“You need dollars if you’re an oil producer, you want to make sure you have dollars on your balance sheet,” said Sebastien Galy, Deutsche Bank’s director of foreign-exchange strategy, who suggests SAMA could be raising cash by liquidating riskier investments such as stocks, real estate and private equity. Holding dollars also makes sense as a hedge against the plummeting price of oil, which is priced in the U.S. currency
What will happen if Saudi Arabia is forced to abandon its currency peg from the U.S. dollar? While there will be domestic and global geopolitical consequences, the economic consequences of this move will be the most pronounced.

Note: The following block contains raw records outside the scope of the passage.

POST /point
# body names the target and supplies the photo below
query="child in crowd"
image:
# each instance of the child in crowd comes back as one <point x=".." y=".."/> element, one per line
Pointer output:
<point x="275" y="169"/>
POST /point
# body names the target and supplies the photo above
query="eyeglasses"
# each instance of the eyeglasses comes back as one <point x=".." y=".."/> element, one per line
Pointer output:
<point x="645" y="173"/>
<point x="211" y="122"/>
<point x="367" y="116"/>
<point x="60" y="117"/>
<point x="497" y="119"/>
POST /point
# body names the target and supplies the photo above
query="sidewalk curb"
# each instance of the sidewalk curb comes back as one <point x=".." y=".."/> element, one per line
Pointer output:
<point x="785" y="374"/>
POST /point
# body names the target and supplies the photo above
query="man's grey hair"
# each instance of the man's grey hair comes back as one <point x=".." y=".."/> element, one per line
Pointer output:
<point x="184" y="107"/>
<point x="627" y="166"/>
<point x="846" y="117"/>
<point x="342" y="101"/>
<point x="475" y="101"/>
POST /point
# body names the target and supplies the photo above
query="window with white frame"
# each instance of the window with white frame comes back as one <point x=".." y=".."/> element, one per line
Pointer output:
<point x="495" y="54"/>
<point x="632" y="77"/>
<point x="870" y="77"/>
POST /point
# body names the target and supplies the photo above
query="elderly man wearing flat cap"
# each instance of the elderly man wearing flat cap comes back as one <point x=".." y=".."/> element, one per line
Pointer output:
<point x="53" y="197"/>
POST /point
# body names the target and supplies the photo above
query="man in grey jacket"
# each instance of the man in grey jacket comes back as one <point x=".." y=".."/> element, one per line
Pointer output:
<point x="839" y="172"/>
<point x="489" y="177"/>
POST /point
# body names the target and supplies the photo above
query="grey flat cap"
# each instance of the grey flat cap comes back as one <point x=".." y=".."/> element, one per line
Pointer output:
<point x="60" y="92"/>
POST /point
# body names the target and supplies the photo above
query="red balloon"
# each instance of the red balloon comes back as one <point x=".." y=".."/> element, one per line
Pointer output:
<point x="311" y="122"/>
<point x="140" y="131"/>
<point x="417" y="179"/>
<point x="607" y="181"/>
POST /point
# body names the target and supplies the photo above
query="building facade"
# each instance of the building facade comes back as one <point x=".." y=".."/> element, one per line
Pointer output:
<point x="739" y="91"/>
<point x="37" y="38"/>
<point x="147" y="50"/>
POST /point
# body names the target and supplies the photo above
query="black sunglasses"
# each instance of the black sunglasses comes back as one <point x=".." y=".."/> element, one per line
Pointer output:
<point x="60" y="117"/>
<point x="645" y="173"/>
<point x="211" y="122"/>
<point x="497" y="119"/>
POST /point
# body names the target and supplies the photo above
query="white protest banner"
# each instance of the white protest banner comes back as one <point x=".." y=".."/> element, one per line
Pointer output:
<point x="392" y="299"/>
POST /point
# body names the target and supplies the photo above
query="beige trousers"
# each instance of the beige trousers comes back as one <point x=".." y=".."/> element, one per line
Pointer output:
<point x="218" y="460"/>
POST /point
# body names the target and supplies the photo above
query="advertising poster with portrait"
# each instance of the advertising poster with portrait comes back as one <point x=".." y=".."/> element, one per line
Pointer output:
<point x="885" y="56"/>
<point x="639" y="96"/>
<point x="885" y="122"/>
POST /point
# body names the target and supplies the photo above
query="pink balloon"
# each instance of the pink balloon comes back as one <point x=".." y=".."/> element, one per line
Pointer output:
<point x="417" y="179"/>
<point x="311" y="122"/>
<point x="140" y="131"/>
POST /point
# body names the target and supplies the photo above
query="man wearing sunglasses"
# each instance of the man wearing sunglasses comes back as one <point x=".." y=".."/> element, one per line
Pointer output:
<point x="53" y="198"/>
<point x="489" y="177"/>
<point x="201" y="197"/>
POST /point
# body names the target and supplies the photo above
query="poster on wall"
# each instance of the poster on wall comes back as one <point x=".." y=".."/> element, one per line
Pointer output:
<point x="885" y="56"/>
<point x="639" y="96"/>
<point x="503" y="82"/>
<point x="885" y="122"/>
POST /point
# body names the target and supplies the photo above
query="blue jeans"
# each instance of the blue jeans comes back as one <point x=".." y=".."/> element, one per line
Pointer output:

Speculators have been waiting in line for a while and may have to continue to wait until 2017, when the currency is expected to get hit hard, rapidly. Given this potential devaluation, the coming imposition of value-added tax and excise tax and the removal of subsidies on petroleum products may lead to a huge surge in domestic inflation. A huge jump in domestic inflation will have implications for domestic political stability. There may also be a flight of capital, similar to what was witnessed in China recently, which will aggravate the devaluation. The Saudi stock market (Tadawul) will crash. Circus breakers will not help.
Regionally, the Saudi devaluation would lead to immediate devaluations in the currencies of the other Gulf countries that peg its currencies to the dollar. Inflation will spread throughout the Gulf region as its countries depend on imports for most of their needs. If this happens, it will be interesting to see how low the devaluation will go. The capital flight from the Gulf will be massive. The Gulf stock markets will crash.